Le rétrécissement de la pensée et la « post-vérité ». Aujourd’hui, la plupart des gens ne vérifient plus les infos. J’ai été marquée par l’affaire Kamel Daoud, qui avait été vilipendé sur ses propos concernant les agressions de Cologne. En réalité, on avait tiré une phrase de son contexte, et tout le monde s’est jeté dessus. Je ne supporte pas cette réactivité à fleur de peau.

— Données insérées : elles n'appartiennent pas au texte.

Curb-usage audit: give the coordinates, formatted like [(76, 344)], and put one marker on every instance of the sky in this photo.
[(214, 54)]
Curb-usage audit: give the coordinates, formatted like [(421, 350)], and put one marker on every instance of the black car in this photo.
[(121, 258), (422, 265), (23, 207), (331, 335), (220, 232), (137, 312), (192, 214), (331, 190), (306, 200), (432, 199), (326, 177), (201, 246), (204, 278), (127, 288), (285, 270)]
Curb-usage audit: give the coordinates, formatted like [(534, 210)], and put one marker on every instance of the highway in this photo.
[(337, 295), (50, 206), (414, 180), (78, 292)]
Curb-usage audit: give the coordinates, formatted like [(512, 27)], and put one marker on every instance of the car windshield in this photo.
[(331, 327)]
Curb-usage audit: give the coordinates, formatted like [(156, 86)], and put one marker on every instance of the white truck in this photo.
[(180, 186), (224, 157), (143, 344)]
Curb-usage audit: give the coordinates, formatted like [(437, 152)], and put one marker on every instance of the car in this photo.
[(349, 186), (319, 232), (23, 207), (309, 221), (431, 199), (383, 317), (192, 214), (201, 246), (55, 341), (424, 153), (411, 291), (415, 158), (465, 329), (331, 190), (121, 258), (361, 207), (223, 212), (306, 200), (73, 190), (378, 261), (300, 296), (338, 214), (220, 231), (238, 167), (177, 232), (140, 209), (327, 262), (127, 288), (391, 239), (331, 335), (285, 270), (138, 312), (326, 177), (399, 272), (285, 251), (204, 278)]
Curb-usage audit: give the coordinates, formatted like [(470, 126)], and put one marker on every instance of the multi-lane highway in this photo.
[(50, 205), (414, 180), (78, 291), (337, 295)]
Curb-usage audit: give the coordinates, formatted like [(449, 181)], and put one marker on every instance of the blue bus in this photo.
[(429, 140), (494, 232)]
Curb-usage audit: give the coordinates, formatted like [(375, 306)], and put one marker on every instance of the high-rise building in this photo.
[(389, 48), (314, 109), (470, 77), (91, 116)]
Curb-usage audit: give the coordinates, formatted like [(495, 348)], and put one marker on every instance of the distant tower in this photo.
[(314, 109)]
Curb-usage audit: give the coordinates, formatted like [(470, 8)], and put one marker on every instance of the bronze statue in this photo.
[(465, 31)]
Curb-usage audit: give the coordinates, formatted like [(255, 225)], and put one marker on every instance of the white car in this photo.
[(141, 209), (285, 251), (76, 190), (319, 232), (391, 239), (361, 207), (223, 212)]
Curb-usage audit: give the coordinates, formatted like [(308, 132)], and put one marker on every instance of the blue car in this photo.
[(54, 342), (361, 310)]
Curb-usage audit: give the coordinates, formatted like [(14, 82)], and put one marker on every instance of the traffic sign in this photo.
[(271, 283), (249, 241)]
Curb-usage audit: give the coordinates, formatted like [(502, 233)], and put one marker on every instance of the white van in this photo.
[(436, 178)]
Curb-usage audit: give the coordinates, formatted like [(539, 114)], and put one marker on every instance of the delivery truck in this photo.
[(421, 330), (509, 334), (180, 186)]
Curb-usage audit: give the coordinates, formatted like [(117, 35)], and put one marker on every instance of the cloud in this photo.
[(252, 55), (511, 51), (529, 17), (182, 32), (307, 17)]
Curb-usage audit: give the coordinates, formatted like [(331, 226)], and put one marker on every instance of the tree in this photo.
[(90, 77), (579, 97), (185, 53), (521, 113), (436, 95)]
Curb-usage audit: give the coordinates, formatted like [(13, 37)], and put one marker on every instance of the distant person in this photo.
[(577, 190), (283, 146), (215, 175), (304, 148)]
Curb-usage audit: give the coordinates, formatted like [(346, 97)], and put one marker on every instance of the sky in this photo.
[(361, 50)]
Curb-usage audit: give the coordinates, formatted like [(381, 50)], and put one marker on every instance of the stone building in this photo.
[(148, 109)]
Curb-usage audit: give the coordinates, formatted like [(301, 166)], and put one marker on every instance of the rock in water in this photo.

C’était mieux avant quand…

Quand je recevais et envoyais des cartes postales. Bientôt, La Poste va nous annoncer qu’il n’y aura plus de timbres, et la carte postale que l’on achètera, on la conservera comme un objet suranné, presque obsolète. J’aime découvrir cet objet en ouvrant ma boîte aux lettres, voir le tampon d’une ville et lire une date qui oblitère un timbre parfois choisi à dessein, puis m’amuser à reconnaître l’écriture de l’expéditeur. Aujourd’hui, on ne connaît plus l’écriture des gens, qui en dit pourtant long sur eux.

Ce sera mieux demain quand…

Quand plus personne ne risquera sa vie sur des embarcations de fortune, le monde ira beaucoup mieux. Je pense, contrairement à ceux qui disent qu’ils partent de gaieté de cœur et prennent le travail des autres, que ces gens-là n’ont pas le choix.

« Accidentally Yours », par Lady Sir, Barclay, paru le 14 avril 2017.